Researchers informed AFP that support for cryptocurrencies from U.S. President Donald Trump or Argentine leader Javier Milei has led to significant financial losses for investors and is harming a sector that is already grappling with issues of trustworthiness.
"The whole cryptocurrency sector is getting stained," stated Claire Balva, the strategic director at fintech firm Deblock.
Argentinian prosecutors are apparently investigating whether Milei committed fraud, criminal conspiracy, or violated his obligations by endorsing the $LIBRA cryptocurrency on social media platforms in February.
The token's value soared from just a few cents to almost $5 and then crashed. Milei deleted his blessing hours later.
He denies all allegations made against him.
"I did not promote it," Milei told broadcaster TN in February, adding it "is a problem between private parties because the State does not play a role here".
He stated that he had acted with integrity.
After several initial investors chose to offload their shares for significant profits, the price plummeted dramatically, resulting in massive losses for most individuals who bought into $LIBRA.
This action similarly pulled down the prices of other digital currencies like Bitcoin.
Hayden Davis, who assisted in launching $LIBRA, mentioned being motivated by the early success of Trump's memecoin, $TRUMP, which coincided with the president's inauguration.
According to the Financial Times, Donald Trump allegedly earned around $350 million from something.
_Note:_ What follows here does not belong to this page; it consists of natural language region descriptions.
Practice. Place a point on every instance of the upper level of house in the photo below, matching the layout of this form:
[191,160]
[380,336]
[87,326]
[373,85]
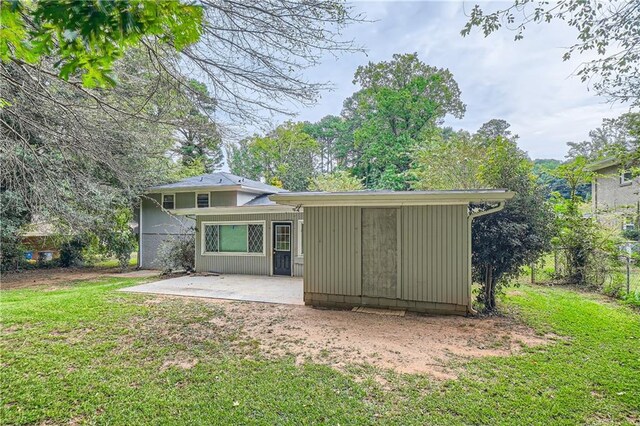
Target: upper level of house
[614,188]
[219,189]
[170,208]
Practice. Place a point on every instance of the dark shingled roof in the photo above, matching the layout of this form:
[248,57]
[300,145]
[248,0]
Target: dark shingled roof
[260,200]
[219,179]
However, approximately 810,000 buyers ended up losing over $2 billion collectively, as reported by the crypto data firm Chainalysis.
A memecoin is a type of cryptocurrency that capitalizes on the online fame of a viral individual or trend, typically serving as an investment perceived primarily for speculation rather than practical use.
Relying on trust
Once a fierce critic of cryptocurrencies, Trump has become a fervent defender.
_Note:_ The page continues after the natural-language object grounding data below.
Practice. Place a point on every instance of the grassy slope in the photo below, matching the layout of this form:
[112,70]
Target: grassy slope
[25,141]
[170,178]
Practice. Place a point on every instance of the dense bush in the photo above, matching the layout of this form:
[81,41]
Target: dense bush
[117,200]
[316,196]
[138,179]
He is offering multiple products linked to digital currencies, notably through his World Liberty Financial exchange, increasing accusations of a conflict of interest.
On paper, his support for crypto projects could boost the sector's legitimacy.
However, it might also have unintended consequences,” stated Larisa Yarovaya, who leads the Centre for Digital Finance at Southampton Business School.
"All potential disputes arising from this... including any hacking incidents, theoretical assaults, as well as any issues related to these particular cryptocurrencies or specific initiatives" could be detrimental, she explained to AFP.
Skepticism also surrounds the introduction of the memecoin $CAR in February by the Central African Republic.
Balva observed that the domain name was reserved just a few days prior to the launch, indicating "that there wasn't enough preparation."
The Central African Republic became the second nation to accept Bitcoin as official currency following El Salvador in 2021; however, El Salvador later changed its stance due to insufficient local support.
As a forerunner to subsequent digital currencies, Bitcoin was introduced in 2008 with the aim of liberating transactions from conventional banking systems and financial intermediaries.
Cryptocurrencies rely on blockchain technology, which publicly documents transactions involving individuals who hold and trade them.
Without a centralized governing body, the system depends on "trust" in the individuals "vouching for these products," according to Maximilian Brichta, a PhD candidate in communications at the University of Southern California.
Rigged game
Numerous traders employ automated programs to purchase a new token at the earliest opportunity with the aim of selling it later for optimal profitability.
Milei countered his critics by comparing the risks faced by purchasers of $LIBRA to someone who enters a casino understanding that they might not come out as winners.
Nevertheless, some argue that with cryptocurrency, the game is inherently biased from the beginning.
To avoid price manipulation, "when launching a cryptocurrency, best practice dictates that the first investors... hold a very small share of the offering" and are prevented from selling for "several years", said Balva.
Except that at the launch of $LIBRA, "more than 80 percent" of the available tokens were in the hands of "a handful of large holders (who) controlled all the liquidity and could liquidate it all at any time", she added.
According to Balva, this was "either monumental recklessness or outright fraud".